Knight Inlet Lodge now offers 13 wildlife viewing opportunities with seven bear viewing stands, an array of small boats that take visitors up spawning channels for a closer look at the bears and 52 wildlife cameras — down from 57 as five were destroyed by wolves or bears.
As much effort is put into bear monitoring and gaining a better understanding of bear life cycles, diet and migration routes as is put into offering a good experience for customers, Smith said.
“We make sure that we are not having an impact on bear health and there are not too many boats crowding into the same inlet. You are not even allowed to sneak a cookie into the boat,” Smith said.
Four Guardian Watchmen have been trained for Knight Inlet, with another three in training, and the monitoring program is a model for managing the surrounding territories. Indigenous-led guardian programs empower communities to manage ancestral lands according to traditional laws and values.
Knight Inlet is an example of the achievements of the conservation finance funds, which promote community well-being and Indigenous-led sustainable development and stewardship, Brodie Guy, Coast Funds executive director, told The Narwhal.
Over the last decade, more than 1,000 permanent jobs have been created, 100 businesses have been developed or expanded and 14 regional monitoring and Guardian Watchmen programs, operating across 2.5 million hectares, have been created or expanded, according to a Coast Funds report released this week.

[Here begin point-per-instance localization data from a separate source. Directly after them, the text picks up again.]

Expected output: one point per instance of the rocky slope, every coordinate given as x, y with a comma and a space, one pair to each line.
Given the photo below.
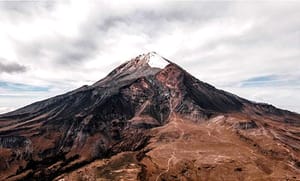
149, 120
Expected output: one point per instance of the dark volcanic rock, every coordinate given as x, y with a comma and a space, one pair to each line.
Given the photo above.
113, 115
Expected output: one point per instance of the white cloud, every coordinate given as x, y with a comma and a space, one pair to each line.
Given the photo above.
65, 44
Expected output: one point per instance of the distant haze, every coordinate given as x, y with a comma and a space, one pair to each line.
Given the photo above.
50, 47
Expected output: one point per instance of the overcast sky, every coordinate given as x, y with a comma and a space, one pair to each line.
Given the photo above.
249, 49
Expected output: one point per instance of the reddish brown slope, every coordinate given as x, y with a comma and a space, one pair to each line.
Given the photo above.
168, 125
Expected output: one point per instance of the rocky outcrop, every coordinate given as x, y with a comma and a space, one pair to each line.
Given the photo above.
118, 114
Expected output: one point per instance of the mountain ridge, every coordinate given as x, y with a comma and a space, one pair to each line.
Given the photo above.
135, 110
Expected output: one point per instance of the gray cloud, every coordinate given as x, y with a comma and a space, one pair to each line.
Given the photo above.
11, 68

Funding approved for 353 projects has attracted more than $286 million in new investment to the region between 2008 and 2018 and every dollar spent by Coast Funds leverages three or four dollars, according to the report.
“We are demonstrating that conservation finance, led by Indigenous people, is the key to protecting the world’s most precious ecosystems, such as the Great Bear Rainforest and Haida Gwaii,” Guy said.
One key is that funding is allocated across the communities, rather than one big pot, so it avoids the gold rush mentality or competition between First Nations, Guy told The Narwhal.
“It’s completely up to the nation based on their vision for moving forward and their stewardship of the land and water in this period of — hopefully — decolonization,” he said.
Initiatives include more than 220 species research and habitat restoration programs, 71 projects involving access to traditional foods and 50 protecting cultural assets.
The larger projects range from a renovated grocery store in remote Rivers Inlet to a unique sustainable scallop project and, so far, of the more than 100 businesses started or expanded, only four have failed, Guy said.
Most are community owned and the low failure rate demonstrates the strategic, strong and smart leadership of First Nations applying for projects, he said.
“We are moving away from a totally extractive economy with publicly traded companies coming into the Great Bear Rainforest and Haida Gwaii and extracting value and leaving little value there,” Guy said, underlining that a new way of doing business has taken root.
“We are shifting from an extractive and exploitative model of development to one that has benefits for everyone. It’s not just Indigenous people that are benefitting. It’s everyone of the Central Coast,” he said.